“A situação é catastrófica. O Brasil hoje vive uma catástrofe sanitária, com um governo totalmente irresponsável, que não tem o menor apreço pela vida da população. Ao contrário, faz o que pode para praticar todos os atos para realmente desproteger a vida da população e criar caos e confusão. É isso que a gente tem visto: uma comunicação propositalmente errática, para difundir desagregação, confusão no meio de toda a população. São 161 mil mortes. A esmagadora maioria desses casos era evitável”.

A avaliação é da médica sanitarista Lucia Souto, presidenta do Cebes (Centro Brasileiro de Estudos de Saúde) em entrevista ao TUTAMÉIA, na qual tratou da evolução da pandemia, dos ataques ao SUS, da mobilização da sociedade e das perspectivas para os próximos meses (acompanhe no vídeo acima e se inscreva no TUTAMÉIA TV).

Para Lúcia, “o governo está provocando mortes evitáveis e é o responsável por essa catástrofe sanitária”. Ela compara o Brasil com a China. O país de um bilhão e quatrocentos milhões de habitantes contabilizou 4.500 mortes por causa da pandemia. O Brasil, com um sétimo daquela população, registra mais de 61 mil mortes.
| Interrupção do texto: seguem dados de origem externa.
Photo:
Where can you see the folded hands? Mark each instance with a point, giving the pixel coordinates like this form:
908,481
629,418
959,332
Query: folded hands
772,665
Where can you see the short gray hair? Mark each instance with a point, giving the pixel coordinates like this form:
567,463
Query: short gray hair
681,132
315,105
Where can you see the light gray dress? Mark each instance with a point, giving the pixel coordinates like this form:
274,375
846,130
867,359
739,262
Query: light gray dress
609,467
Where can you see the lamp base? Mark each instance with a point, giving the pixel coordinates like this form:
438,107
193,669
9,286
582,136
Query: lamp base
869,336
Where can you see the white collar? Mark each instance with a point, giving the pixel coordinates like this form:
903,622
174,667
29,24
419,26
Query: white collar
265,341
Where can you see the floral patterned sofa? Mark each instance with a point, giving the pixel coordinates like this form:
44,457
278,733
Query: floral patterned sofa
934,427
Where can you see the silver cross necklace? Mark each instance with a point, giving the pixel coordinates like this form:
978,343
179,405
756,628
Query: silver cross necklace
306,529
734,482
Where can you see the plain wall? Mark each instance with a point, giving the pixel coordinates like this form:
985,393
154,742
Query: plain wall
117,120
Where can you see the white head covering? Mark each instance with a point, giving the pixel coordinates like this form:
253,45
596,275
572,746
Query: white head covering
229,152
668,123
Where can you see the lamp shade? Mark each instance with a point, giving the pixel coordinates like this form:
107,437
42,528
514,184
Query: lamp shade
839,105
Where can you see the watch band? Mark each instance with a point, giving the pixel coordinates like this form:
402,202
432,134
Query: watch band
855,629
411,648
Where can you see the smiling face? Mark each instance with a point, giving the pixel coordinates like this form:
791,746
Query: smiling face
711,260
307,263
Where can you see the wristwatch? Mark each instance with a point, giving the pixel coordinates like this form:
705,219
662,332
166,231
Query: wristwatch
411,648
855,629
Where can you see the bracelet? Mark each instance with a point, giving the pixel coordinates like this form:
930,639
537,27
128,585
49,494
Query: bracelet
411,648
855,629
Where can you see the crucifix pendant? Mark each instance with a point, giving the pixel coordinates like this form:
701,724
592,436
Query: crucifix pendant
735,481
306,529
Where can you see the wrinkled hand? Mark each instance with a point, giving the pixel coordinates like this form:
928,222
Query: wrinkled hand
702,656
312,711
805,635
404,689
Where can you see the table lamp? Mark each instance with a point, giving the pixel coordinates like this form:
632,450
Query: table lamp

Ela lembra também dos casos do Vietnã e da Nova Zelândia, ambos exitosos no combate à covid. “A chave para o sucesso no enfrentamento à pandemia foi a união do país, alinhar governos estaduais, prefeituras, criar uma grande força nacional para o enfrentamento. Aqui o governo não só não fez isso, como criou confusão o tempo inteiro, com governadores, prefeitos”.

“O governo se eximiu da responsabilidade de liderar o país no enfrentamento à pandemia. Não uniu o país em torno desse enfrentamento. Criou uma falsa oposição entre a quarentena e a questão econômica. Todos os países que conseguiram enfrentar o vírus compreenderam de cara que era importante ter medidas robustas de proteção social. Aqui, o auxílio emergencial só foi viabilizado por conta das oposições e do Congresso. E ele vai acabar”, assinala.

A médica, doutora em saúde pública pela Escola Nacional de Saúde Pública Sérgio Arouca da Fundação Oswaldo Cruz, ressalta que a crise, já anterior à pandemia, tende a se agravar. “Temos 13 milhões ou mais de desempregados. Pode chegar a 19 milhões, 20 milhões. Temos 40 milhões de trabalhadores precários. Temos uma crise sanitária, social, política, econômica e ambiental”.

Segundo Lúcia, o Brasil precisa de uma autoridade sanitária democrática. “Este governo não ouve ninguém. É um projeto para meia dúzia de bilionários, o 0,01% da população”. Nesse projeto, ela insere a proposta de privatização do SUS, que está posta desde o golpe de 2016, que derrubou Dilma Rousseff. “A ponte para o futuro era uma pinguela para o passado. A destituição de direitos é gravíssima. O Brasil vive uma era quase da escravidão. O Brasil não se livrou de sua matriz escravocrata. Este é o país da escravidão: não tem direito; é trabalho precário”.

Na sua análise, o que vivemos é o “retrato de um projeto fracassado; é um retumbante fracasso”.

Apesar da situação dramática, ela afirma:

“Tem que ter esperança. A gente pode. O Brasil é muito maior do que a tragédia que a gente está vivendo. É preciso acreditar no Brasil, acreditar e ter esperança de que um outro mundo é possível. Um mundo onde as pessoas tenham direito à saúde, à felicidade, ao bem estar, a emprego, direito à renda. Uma sociedade que possa proporcionar a todos nós uma alegria de viver e um pouco de paz. Como diria Victor Jara, o direito de viver em paz. É isso que nós precisamos: paz e felicidade. E luta, muita luta”.